Thüringer Allgemeine (Eichsfeld)
Farbenprächtige Vielfalt bei heimischen Insekten Natur im Eichsfeld (121)
Die Rotfleckige Schmuckwanze
Bei vielen Menschen weckt der Begriff Wanzen unangenehmen Assoziationen an verwanzte Zimmer. Je nach Erfahrungen oder Phantasie wird an die in Fußbodenritzen, hinter Möbeln, Tapete und Wandverkleidungen versteckten Bettwanzen oder Abhörgeräte gedacht.
Erstere verlassen nachts ihren Unterschlupf, um am friedlich schlafenden Menschen Blut zu saugen. Bettwanzen sind im Eichsfeld aber schon die einzigen Wanzen, welche bei Menschen als Parasiten auftreten. Zwar gibt es in der Verwandtschaft der Bettwanzen noch weitere Arten, die zum Beispiel in Vogel- und Kleinsäugernestern zu Hause sind, aber nur in Ausnahmefällen statt am Vogel auch mal am Menschen Blut saugen.
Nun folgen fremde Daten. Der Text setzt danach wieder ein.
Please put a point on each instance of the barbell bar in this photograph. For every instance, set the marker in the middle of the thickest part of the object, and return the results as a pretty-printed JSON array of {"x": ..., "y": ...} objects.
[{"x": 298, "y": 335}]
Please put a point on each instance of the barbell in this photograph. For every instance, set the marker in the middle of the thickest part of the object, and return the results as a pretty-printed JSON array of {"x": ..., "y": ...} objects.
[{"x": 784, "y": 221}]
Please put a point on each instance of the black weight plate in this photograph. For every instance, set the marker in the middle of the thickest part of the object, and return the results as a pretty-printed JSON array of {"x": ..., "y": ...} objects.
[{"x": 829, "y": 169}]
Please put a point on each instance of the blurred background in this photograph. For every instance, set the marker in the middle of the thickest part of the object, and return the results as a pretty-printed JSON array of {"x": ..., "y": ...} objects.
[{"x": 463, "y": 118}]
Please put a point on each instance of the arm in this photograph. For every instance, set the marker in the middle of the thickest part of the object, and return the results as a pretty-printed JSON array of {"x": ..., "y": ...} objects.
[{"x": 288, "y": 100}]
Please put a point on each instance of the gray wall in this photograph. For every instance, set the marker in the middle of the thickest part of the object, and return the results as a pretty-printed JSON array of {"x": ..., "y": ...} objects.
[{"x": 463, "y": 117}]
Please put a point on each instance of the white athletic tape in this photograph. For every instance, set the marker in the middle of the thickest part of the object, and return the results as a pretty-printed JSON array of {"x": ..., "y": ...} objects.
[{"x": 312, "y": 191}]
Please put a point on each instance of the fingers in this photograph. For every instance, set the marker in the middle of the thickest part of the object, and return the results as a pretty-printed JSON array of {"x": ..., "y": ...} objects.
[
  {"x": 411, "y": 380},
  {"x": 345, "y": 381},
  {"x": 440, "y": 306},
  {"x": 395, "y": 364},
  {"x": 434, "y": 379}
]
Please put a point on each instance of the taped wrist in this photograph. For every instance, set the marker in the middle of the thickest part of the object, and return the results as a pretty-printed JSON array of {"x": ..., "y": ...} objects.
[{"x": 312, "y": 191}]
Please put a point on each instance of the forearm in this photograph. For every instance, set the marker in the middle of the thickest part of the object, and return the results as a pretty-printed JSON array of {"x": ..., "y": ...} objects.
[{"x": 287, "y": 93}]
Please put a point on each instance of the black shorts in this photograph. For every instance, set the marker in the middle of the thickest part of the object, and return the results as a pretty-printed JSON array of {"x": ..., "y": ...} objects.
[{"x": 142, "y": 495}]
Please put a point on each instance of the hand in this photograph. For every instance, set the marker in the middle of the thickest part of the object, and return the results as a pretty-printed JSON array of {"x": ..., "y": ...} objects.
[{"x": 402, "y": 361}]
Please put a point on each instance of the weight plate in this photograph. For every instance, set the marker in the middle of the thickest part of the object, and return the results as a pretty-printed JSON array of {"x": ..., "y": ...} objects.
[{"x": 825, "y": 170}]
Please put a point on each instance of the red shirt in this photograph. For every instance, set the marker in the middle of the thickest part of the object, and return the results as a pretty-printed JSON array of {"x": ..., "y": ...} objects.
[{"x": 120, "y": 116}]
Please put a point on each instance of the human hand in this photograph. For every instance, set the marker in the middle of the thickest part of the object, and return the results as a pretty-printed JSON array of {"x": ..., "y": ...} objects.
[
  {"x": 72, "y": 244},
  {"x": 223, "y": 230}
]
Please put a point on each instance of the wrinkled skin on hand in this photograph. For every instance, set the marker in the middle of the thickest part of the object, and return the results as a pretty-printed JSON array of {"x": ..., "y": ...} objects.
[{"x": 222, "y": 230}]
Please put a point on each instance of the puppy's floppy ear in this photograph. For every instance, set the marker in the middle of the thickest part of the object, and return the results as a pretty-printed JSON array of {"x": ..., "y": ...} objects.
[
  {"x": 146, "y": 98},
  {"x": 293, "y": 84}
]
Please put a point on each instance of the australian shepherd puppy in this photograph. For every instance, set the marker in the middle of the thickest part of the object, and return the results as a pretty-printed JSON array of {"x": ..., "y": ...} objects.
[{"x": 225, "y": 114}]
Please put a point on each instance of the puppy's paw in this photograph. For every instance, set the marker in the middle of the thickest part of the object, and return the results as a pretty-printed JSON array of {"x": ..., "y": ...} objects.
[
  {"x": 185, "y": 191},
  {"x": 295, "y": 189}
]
Die meisten der etwa 900 in Deutschland vorkommenden Wanzenarten leben dagegen eher unbemerkt im Wasser, am Boden oder an Pflanzen. Spürt man ihnen nach und betrachtet sie eingehender, dann entdeckt man eine
Tiergruppe von großer Formenvielfalt und Farbigkeit, deren Vertreter durchaus das ästhetische Schönheitsempfinden vieler Menschen ansprechen können. Eines dieser im Eichsfeld zu findenden „Schmuckstücke“ist die Rotfleckige Schmuckwanze (Calocoris roseomaculatus). Sie zeigt eine enge Bindung an Korbblütengewächse. Die Tiere sitzen offen auf den Blüten und saugen an den Staubbeuteln, Fruchtknoten und reifen Samen. Diese Wanze bevorzugt besonnte und warme Orte, wie sie auf Magerrasen, trocknen und mageren Wiesen und Weiden zu finden sind. In diesen Lebensräumen kommen dann auch ihre Nahrungspflanzen vor, wie Wiesen-margerite, Färber-kamille und Schafgarbe.
Tiere brauchen Stauden und ganz bestimmte Kräuter zum Überleben
Diese Lebensräume mit ihrer reichen Pflanzenwelt, gehen leider in Deutschland immer mehr verloren. Hauptgrund dafür ist die großflächige Düngung von Grünland mit Gülle. Deshalb ist auch die Rotfleckige Schmuckwanze vielerorts selten geworden.
Die an Pflanzen saugenden Wanzenarten zeigen sehr häufig eine Bevorzugung bestimmter Pflanzenarten, weil sich nur an diesen ihre Larven entwickeln können. Daneben brauchen viele Arten noch ein zusätzliches Angebot an verschiedenen Kräutern. Werden diese selten oder sterben gar aus, wie es ja der momentane Trend ist, verschwinden auch die an ihnen lebenden Wanzenarten. Zudem brauchen Wanzen zur Überwinterung geeignete Strukturen, wie Hochstaudenfluren auf Brachflächen und an Feld- und Wegrändern sie bieten können.
Seit Jahrzehnten gehen aber solche Landschaftselemente zurück. Der übertriebene Ordnungssinn in unseren Siedlungen und in der Agrarlandschaft fördert Strukturarmut und den Rückgang der botanischen Vielfalt. Meist unbemerkt und schleichend geht damit auch der Rückgang der Wanzen einher. Auch unspezialisierte „Allerweltsarten“sind davon betroffen. Nur ein Umdenken hinsichtlich der Nutzung unserer Landschaft und eine Förderung der Lebensraumvielfalt kann den Artenschwund – auch bei den heimischen Wanzen – stoppen.